Von der Leyen has a magic formula: 1.5 percent of GDP for defence does not count in the assessment of the SGP criteria. She refers to article 26 of Regulation 2024/1263, which offers a ‘national escape clause’ for ‘extraordinary circumstances beyond the control of the member state that have a major impact on finances’. The European average for defence spending is 1.5 percent of GDP. Some countries spend far above that, others far below. Using this Brussels arithmetic, Von der Leyen arrives at an additional 650 billion euros for defence spending: 150 + 650 = 800. The European flag is flying high.

We must remain vigilant because the Commission is setting its sights on European savings and pension assets: approximately 300 billion euros are located in capital markets outside of the EU. This makes sense because capital flows to markets with the highest returns. They are happy with this. Not everyone is like pastor Harmen van Wijnen, chairman of the executive board of Dutch pension fund ABP, who withdraws funds from lucrative markets in faraway places because they are ‘not morally responsible’. As a pastor preaching from the pulpit of the capital market, he can now invest the ABP assets in the ‘European arms industry’. The European Commission wants to return those 300 billion euros to the ‘European Capital Market Union’, now rechristened the ‘Savings and Investment Union’.

The question is: how long will this money bonanza last? The annoying thing is that loans have to be repaid. The Covid recovery fund has already shown how quickly interest rates can rise, and with them the costs.
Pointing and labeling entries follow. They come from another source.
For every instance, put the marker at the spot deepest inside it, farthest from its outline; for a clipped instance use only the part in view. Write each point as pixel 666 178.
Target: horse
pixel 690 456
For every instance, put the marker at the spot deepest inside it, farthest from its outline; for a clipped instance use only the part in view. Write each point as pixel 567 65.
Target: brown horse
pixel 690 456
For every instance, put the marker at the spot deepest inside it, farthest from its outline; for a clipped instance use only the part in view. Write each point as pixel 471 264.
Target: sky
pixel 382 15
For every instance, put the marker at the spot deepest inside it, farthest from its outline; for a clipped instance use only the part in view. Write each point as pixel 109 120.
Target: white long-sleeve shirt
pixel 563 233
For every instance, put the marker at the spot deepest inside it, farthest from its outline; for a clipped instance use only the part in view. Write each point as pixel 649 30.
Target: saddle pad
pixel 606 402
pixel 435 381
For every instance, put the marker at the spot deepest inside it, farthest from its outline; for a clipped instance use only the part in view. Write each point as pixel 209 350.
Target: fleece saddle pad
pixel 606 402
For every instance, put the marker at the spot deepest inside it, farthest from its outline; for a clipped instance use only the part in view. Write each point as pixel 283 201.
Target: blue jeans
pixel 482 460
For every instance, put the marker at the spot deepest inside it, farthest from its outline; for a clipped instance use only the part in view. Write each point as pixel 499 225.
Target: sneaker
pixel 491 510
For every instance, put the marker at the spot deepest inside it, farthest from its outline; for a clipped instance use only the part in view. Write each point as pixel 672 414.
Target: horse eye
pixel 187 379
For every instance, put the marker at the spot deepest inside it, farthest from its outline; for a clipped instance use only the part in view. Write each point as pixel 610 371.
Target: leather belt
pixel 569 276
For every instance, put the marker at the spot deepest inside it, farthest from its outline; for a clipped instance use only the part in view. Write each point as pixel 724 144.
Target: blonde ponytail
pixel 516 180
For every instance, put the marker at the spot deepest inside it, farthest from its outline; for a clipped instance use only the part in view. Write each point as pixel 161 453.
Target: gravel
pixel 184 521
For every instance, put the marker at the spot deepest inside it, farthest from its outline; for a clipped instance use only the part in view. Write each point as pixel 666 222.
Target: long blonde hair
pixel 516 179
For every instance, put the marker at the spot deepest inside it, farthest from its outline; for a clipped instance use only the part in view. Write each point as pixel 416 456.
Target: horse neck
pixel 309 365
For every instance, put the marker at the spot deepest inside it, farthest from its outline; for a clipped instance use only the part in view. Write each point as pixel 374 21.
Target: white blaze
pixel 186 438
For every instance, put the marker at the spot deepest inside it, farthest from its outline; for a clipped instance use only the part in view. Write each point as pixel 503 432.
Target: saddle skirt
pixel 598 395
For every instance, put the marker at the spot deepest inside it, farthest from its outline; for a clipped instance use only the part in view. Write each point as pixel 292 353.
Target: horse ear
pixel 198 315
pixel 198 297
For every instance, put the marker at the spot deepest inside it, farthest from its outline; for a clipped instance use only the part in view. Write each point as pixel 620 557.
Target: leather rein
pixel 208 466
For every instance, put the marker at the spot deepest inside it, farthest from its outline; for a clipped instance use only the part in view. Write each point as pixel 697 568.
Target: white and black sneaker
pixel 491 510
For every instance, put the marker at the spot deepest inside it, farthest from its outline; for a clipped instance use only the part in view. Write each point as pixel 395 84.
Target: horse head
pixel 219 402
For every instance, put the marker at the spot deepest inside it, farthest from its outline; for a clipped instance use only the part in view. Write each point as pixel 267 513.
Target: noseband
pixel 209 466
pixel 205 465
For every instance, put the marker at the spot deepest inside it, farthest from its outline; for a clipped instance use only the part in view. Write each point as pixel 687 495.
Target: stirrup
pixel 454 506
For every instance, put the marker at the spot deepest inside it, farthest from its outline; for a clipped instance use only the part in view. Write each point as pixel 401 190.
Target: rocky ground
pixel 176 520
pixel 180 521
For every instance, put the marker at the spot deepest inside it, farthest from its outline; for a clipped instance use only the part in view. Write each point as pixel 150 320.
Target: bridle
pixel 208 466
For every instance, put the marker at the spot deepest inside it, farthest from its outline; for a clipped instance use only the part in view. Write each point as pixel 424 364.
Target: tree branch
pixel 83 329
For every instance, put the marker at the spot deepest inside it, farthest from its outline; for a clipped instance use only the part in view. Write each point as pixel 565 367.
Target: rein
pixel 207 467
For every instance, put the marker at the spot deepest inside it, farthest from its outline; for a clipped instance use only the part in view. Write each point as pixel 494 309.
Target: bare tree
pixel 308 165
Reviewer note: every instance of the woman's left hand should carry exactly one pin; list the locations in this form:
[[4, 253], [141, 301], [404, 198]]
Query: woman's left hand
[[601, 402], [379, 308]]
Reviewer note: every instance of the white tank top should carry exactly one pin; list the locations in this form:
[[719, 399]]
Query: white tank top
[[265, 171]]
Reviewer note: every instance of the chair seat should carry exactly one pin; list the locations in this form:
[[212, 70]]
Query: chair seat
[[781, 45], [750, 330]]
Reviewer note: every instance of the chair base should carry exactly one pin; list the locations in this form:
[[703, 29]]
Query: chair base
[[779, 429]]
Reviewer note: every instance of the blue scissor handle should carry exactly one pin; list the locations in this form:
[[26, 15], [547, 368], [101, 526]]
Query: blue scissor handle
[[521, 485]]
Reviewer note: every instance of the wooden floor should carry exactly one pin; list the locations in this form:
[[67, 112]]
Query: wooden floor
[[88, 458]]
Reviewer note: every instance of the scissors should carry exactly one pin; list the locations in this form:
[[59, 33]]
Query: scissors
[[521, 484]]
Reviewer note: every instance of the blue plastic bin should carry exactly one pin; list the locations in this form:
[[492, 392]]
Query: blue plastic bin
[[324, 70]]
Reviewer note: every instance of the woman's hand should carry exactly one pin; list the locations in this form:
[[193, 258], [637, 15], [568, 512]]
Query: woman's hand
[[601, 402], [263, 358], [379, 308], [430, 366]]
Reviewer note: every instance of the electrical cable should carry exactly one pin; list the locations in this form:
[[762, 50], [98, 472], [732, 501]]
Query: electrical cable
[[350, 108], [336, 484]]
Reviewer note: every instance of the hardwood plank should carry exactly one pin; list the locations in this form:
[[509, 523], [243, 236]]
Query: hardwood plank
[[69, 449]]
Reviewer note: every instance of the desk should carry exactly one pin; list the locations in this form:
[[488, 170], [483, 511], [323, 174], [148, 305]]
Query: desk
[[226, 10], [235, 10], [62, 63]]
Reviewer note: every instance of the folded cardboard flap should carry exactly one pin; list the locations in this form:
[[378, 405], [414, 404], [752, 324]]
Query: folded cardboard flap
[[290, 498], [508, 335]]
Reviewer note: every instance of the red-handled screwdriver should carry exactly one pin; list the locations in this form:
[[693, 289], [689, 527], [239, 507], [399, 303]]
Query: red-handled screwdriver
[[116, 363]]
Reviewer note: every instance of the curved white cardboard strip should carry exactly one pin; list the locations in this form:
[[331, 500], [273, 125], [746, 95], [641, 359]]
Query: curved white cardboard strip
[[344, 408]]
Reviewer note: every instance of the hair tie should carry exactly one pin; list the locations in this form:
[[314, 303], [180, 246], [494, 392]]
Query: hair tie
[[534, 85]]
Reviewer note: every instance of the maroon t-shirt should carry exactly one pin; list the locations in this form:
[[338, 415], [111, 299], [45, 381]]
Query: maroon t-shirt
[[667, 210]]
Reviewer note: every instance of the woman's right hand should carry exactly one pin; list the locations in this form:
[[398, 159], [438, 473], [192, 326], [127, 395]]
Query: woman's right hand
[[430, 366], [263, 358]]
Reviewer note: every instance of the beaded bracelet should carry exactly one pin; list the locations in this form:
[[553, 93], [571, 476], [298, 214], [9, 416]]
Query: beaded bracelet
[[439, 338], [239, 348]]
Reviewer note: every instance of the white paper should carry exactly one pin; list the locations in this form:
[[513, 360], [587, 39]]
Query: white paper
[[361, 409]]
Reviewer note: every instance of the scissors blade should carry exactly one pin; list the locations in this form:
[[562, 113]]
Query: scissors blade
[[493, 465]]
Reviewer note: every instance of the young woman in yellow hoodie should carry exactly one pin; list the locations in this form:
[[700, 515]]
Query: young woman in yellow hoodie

Prices are also rising, especially in the defence market where there is now huge demand, and delivery times are getting longer. Higher inflation is undermining purchasing power, savings and pensions.

Debt bubble

There are bubbles in the EU’s plans. Of the Covid recovery fund, 52 percent is a gift and 48 percent is a loan. Who will repay these ‘gifts’? Repayments will start as early as 2028. Countries that received the most grants, Italy and Spain, are crying no! – because it is a grant. Will the Netherlands, a net contributor, be asked to pay again? Interest costs will make the Covid recovery fund extremely expensive, up to around 860 billion; the coverage is extremely weak. The result: a call for European taxes.

All planned economies have failed so far. The Pavlovian response to failure is to plan even more. European planners are blindly steering towards a debt bubble. It will burst. We just don’t know when. But at this rate, certainly ‘within a lifetime’.